Un homme dans l'ombre

3 minutes de lecture

Célia
L'après midi du 22 janvier

J'ai laissé Mickaël se reposer chez lui, pour passer un moment en compagnie d'Elia. La décoration de sa maison est vraiment à son image. Elle a une véritable symbiose entre un matériau brut comme le bois et un décors empreint d'une atmosphère zen. Elia paraît être une femme au premier abord froide plutôt distante, mais ensuite on découvre une personne chaleureuse lorsqu'on la connaît mieux. Je remarque que la plupart de ces meubles sont fait à base de matériaux recyclés, cela dénote sûrement un attachement à l'écologie. Son appartement offre une imprenable vue sur la rue, même installé sur le sofa, néanmoins cette vue est certainement à sens unique. Elle ne veut pas que les regards des passants ou qui que ce soit s'immiscent dans son intimité, d'où le fait qu'eux ne puissent pas la voir. Je bavarde avec Elia au sujet d'un élève insolent qui lui cause du tort dans sa classe, et qu'elle essaye inlassablement de discipliner. Cela me rappelle à quel point ma petite soeur était à l'opposé de ce type d'attitude, mais ce comportement l'a conduit à ne jamais vraiment s'imposer, et se laisser docilement maltraiter par son ancien mari. Élia possède le même caractère adorable que ma soeur. Je ne la connais que depuis quelque temps, pourtant notre amitié ne fait que grandir. Toutefois, elle reste évasive concernant son passé, je sais juste qu'elle a emménagé à Paris, il y a seulement un an.

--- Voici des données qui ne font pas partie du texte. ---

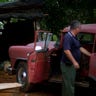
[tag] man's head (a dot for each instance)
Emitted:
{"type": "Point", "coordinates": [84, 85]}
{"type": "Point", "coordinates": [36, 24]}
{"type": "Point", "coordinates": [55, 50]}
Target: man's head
{"type": "Point", "coordinates": [75, 26]}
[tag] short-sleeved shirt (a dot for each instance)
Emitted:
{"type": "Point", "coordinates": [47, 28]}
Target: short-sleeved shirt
{"type": "Point", "coordinates": [71, 43]}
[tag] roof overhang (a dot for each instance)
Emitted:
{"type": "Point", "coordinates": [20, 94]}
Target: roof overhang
{"type": "Point", "coordinates": [29, 10]}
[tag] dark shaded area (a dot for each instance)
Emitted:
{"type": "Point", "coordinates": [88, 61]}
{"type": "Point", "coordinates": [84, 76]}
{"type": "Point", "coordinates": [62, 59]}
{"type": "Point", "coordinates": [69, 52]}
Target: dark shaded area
{"type": "Point", "coordinates": [19, 33]}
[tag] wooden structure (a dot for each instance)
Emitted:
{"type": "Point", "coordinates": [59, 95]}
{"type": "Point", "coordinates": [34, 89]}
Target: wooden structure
{"type": "Point", "coordinates": [21, 9]}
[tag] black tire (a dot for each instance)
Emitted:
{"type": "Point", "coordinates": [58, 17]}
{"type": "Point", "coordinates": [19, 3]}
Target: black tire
{"type": "Point", "coordinates": [22, 77]}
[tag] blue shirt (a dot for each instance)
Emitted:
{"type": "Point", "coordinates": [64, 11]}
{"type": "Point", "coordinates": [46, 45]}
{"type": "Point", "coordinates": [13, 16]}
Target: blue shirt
{"type": "Point", "coordinates": [71, 43]}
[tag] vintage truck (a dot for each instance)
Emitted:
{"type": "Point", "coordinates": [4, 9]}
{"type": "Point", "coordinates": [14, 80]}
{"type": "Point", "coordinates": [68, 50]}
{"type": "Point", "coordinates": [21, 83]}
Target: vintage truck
{"type": "Point", "coordinates": [40, 61]}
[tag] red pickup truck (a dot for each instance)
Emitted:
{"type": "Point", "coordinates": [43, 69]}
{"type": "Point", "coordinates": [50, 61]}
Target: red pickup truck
{"type": "Point", "coordinates": [40, 60]}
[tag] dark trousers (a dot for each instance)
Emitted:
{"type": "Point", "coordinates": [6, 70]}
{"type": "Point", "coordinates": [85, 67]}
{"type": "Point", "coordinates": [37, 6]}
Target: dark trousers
{"type": "Point", "coordinates": [68, 75]}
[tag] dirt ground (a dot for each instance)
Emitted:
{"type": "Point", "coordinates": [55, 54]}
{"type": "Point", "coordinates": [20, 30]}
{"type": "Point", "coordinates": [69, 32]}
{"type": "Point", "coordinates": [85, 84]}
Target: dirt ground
{"type": "Point", "coordinates": [42, 90]}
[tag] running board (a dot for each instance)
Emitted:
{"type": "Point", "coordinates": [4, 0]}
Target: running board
{"type": "Point", "coordinates": [9, 85]}
{"type": "Point", "coordinates": [58, 79]}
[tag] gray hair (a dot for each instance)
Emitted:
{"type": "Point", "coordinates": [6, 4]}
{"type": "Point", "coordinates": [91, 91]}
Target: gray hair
{"type": "Point", "coordinates": [75, 24]}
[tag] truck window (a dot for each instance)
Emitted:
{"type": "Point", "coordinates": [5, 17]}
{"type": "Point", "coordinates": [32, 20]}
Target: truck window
{"type": "Point", "coordinates": [86, 38]}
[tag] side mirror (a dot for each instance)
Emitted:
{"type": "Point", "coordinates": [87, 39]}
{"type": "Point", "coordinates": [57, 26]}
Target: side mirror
{"type": "Point", "coordinates": [38, 48]}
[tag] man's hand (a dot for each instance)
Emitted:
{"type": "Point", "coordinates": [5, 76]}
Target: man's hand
{"type": "Point", "coordinates": [76, 65]}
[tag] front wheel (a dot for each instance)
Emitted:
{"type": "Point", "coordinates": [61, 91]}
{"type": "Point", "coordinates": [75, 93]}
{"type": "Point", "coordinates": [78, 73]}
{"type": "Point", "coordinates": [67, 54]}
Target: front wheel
{"type": "Point", "coordinates": [22, 76]}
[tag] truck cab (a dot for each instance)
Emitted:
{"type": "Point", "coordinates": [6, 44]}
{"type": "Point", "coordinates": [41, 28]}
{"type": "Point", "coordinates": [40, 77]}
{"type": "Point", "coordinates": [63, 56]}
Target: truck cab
{"type": "Point", "coordinates": [40, 61]}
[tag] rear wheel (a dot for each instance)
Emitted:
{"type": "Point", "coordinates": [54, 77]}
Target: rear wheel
{"type": "Point", "coordinates": [22, 76]}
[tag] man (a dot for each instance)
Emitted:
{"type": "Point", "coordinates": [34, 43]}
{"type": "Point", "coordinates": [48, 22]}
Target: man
{"type": "Point", "coordinates": [71, 58]}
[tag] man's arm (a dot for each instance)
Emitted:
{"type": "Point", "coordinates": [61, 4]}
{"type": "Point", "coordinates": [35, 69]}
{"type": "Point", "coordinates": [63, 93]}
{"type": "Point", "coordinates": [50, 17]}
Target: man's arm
{"type": "Point", "coordinates": [84, 51]}
{"type": "Point", "coordinates": [71, 58]}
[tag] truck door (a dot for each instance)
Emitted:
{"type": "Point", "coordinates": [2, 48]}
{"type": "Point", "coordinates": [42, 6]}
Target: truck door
{"type": "Point", "coordinates": [42, 68]}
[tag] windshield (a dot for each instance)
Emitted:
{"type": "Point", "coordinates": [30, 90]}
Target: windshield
{"type": "Point", "coordinates": [43, 40]}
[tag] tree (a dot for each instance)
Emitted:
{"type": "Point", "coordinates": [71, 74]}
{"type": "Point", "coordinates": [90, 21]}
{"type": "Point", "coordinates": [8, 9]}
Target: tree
{"type": "Point", "coordinates": [62, 12]}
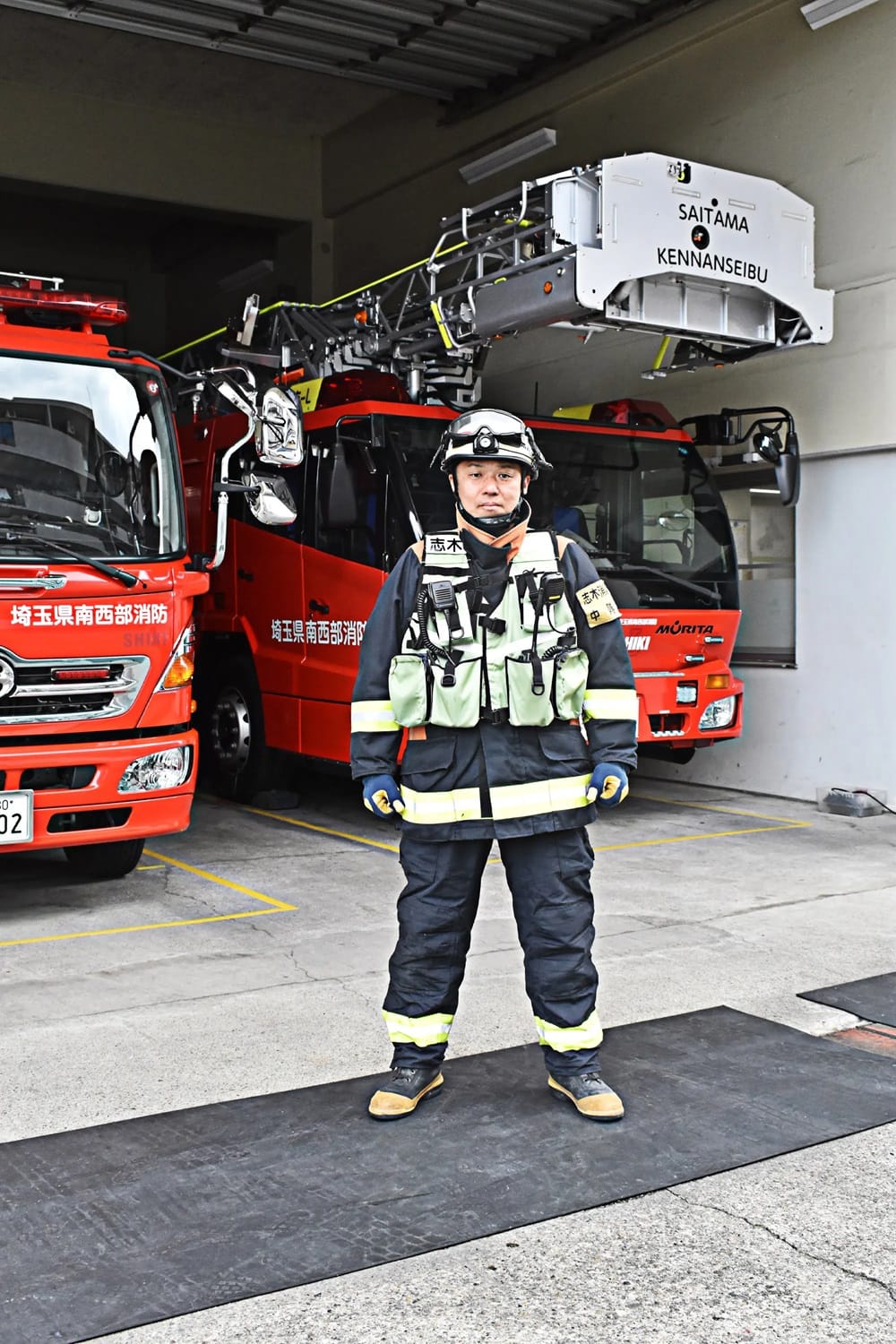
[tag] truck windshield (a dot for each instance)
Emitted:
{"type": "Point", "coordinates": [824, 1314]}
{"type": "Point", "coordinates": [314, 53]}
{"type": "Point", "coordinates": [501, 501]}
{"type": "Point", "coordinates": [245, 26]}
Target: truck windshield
{"type": "Point", "coordinates": [88, 461]}
{"type": "Point", "coordinates": [645, 511]}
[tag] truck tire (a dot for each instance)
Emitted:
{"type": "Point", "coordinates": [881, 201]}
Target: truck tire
{"type": "Point", "coordinates": [236, 754]}
{"type": "Point", "coordinates": [101, 862]}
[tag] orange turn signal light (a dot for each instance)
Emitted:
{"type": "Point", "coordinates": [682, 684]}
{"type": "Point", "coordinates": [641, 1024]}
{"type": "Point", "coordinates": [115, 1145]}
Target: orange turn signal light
{"type": "Point", "coordinates": [179, 674]}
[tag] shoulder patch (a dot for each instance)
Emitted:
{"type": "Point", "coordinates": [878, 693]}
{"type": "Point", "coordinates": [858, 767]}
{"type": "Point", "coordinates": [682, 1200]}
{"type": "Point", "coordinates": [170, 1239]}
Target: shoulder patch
{"type": "Point", "coordinates": [597, 602]}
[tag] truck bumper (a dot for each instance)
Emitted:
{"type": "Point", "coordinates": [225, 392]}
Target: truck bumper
{"type": "Point", "coordinates": [75, 792]}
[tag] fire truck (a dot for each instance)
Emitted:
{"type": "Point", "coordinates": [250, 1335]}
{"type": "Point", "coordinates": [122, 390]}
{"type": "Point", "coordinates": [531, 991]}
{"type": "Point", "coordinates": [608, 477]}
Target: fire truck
{"type": "Point", "coordinates": [97, 588]}
{"type": "Point", "coordinates": [718, 263]}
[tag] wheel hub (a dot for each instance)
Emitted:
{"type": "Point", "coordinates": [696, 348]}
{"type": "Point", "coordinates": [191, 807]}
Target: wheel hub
{"type": "Point", "coordinates": [231, 730]}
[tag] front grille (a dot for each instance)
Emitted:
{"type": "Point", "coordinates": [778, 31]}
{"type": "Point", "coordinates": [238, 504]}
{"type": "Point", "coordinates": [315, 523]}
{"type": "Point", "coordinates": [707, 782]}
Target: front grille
{"type": "Point", "coordinates": [58, 777]}
{"type": "Point", "coordinates": [104, 819]}
{"type": "Point", "coordinates": [668, 725]}
{"type": "Point", "coordinates": [38, 695]}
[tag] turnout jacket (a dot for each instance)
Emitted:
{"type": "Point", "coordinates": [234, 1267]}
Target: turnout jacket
{"type": "Point", "coordinates": [495, 780]}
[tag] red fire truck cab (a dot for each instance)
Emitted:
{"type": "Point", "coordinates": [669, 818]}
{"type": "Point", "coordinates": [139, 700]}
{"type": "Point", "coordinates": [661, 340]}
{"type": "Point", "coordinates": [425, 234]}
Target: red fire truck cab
{"type": "Point", "coordinates": [280, 629]}
{"type": "Point", "coordinates": [97, 749]}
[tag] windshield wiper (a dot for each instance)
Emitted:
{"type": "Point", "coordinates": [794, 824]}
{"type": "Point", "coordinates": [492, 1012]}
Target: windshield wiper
{"type": "Point", "coordinates": [710, 599]}
{"type": "Point", "coordinates": [24, 532]}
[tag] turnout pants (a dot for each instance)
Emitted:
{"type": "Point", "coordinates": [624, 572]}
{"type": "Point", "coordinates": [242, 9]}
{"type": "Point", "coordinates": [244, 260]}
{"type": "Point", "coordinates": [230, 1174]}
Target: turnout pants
{"type": "Point", "coordinates": [549, 882]}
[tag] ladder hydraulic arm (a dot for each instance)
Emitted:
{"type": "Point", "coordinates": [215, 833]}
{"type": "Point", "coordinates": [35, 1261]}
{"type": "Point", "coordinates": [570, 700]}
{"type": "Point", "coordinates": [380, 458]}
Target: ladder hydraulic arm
{"type": "Point", "coordinates": [721, 260]}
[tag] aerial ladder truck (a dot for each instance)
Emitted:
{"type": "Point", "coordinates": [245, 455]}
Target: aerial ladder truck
{"type": "Point", "coordinates": [718, 263]}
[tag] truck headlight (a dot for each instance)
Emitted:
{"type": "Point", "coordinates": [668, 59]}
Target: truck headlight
{"type": "Point", "coordinates": [719, 714]}
{"type": "Point", "coordinates": [158, 771]}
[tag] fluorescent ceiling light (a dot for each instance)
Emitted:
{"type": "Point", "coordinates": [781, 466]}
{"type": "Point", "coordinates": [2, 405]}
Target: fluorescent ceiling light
{"type": "Point", "coordinates": [508, 155]}
{"type": "Point", "coordinates": [825, 11]}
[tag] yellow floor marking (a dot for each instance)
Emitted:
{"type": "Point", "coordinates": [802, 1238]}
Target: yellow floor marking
{"type": "Point", "coordinates": [780, 824]}
{"type": "Point", "coordinates": [732, 812]}
{"type": "Point", "coordinates": [707, 835]}
{"type": "Point", "coordinates": [276, 908]}
{"type": "Point", "coordinates": [222, 882]}
{"type": "Point", "coordinates": [327, 831]}
{"type": "Point", "coordinates": [167, 924]}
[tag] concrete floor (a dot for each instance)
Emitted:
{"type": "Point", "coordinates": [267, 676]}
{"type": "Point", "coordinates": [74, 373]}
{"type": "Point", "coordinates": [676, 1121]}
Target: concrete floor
{"type": "Point", "coordinates": [249, 956]}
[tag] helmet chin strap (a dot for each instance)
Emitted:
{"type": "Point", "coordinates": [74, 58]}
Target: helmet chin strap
{"type": "Point", "coordinates": [500, 523]}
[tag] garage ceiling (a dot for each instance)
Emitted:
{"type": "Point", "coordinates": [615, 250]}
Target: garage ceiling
{"type": "Point", "coordinates": [457, 51]}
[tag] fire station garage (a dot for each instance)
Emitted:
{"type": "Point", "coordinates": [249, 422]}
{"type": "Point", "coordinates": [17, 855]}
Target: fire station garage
{"type": "Point", "coordinates": [263, 269]}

Pendant qu'elle se rend à la cuisine pour inspecter son gâteau à la banane, j'en profite dès lors pour me balader dans le couloir. Je tombe tout de suite sur certaines photos de son enfance. Un jeune homme apparaît beaucoup sur celle-ci, je dirai son frère dont le charme éclipse complètement les autres sans méchanceté. Elle se glisse d'un mouvement derrière moi et me réprimande gentiment pour mon indiscrétion. Elle accepte de m'en expliquer davantage sur sa personne grâce aux photos.

À partir d'une photo, elle me dresse le portrait de son ami d'enfance Benoît. Elle l'appelle à chaque fois qu'elle le peut. Il habite à New York avec sa petite amie ingénieure, Marine, ce qui complique leur communication. Marine est la meilleure amie d'Elia depuis bien longtemps, elles ont d'ailleurs entrepris toutes les deux leurs études à Lyon. Ces amants new-yorkais constituent un couple improbable selon elle, tant leurs caractères paraissent opposés, ce qui créent de nombreuses disputes entre eux. Je suis pour le moment rassuré, j'ai eu peur de ce qu'elle pouvait me cacher, et apparemment rien de gravissime. On arrive à la dernière photo du couloir, cette photographie assez récente représente Elia et un homme dans l'ombre sur une terrasse de café.

À la vue de cela, les yeux d'Elia se vident de toute joie, elle regarde fixement devant elle, comme perdue dans ses pensées. Je tente de la réveiller sans succès, et subitement un son à peine audible sort de sa bouche. Un prénom peut-être, mais je ne discerne pas lequel. J'examine attentivement son regard qui se dirige vers une armoire, je l'ouvre très rapidement et tombe sur des dossiers médicaux cachés sous des vêtements. Je me mets indiscrètement à les lire attentivement : Monsieur nous avons le regret de vous annoncer qu'il ne vous reste que très peu de temps à vivre. Le SIDA se propage à une vitesse où il est difficile de pouvoir.... Je constate avec étonnement que le nom est rayé sur ce document, j'en ai assez lu pour satisfaire mon insolente curiosité. Elia me renvoie immédiatement un regard furieux et me ramène sur-le-champs dehors sans un mot. J'espère ne pas lui avoir fait du mal, je n'ai jamais eu d'amis, connaissances ou réelles fréquentations, je ne sais absolument pas comment il faut agir avec un être humain.

La voix émouvante et déchirante de la Lady Day me vient aux oreilles, elle chante la souffrance des personnes noires. Aux États-Unis, il y a si peu de temps ces êtres humains étaient pendus à des arbres comme un Strange Fruit. Mon esprit est transporté au Café Society en 1939 où j'écoute cette voix perforant mon être. Dois-je me recueillir pour commémorer mes frères qui ont tant souffert et qui subissent encore la haine ? Où applaudir ce sublime organe qui résonnera pour l'éternité dans mon cœur ? Malheureusement ce moment reste éphémère, je suis bien obligé de répondre à cet appel de toute manière. La voix énigmatique d'un certain Samuel m'annonce qu'il veut s'entretenir avec moi sur Mickaël.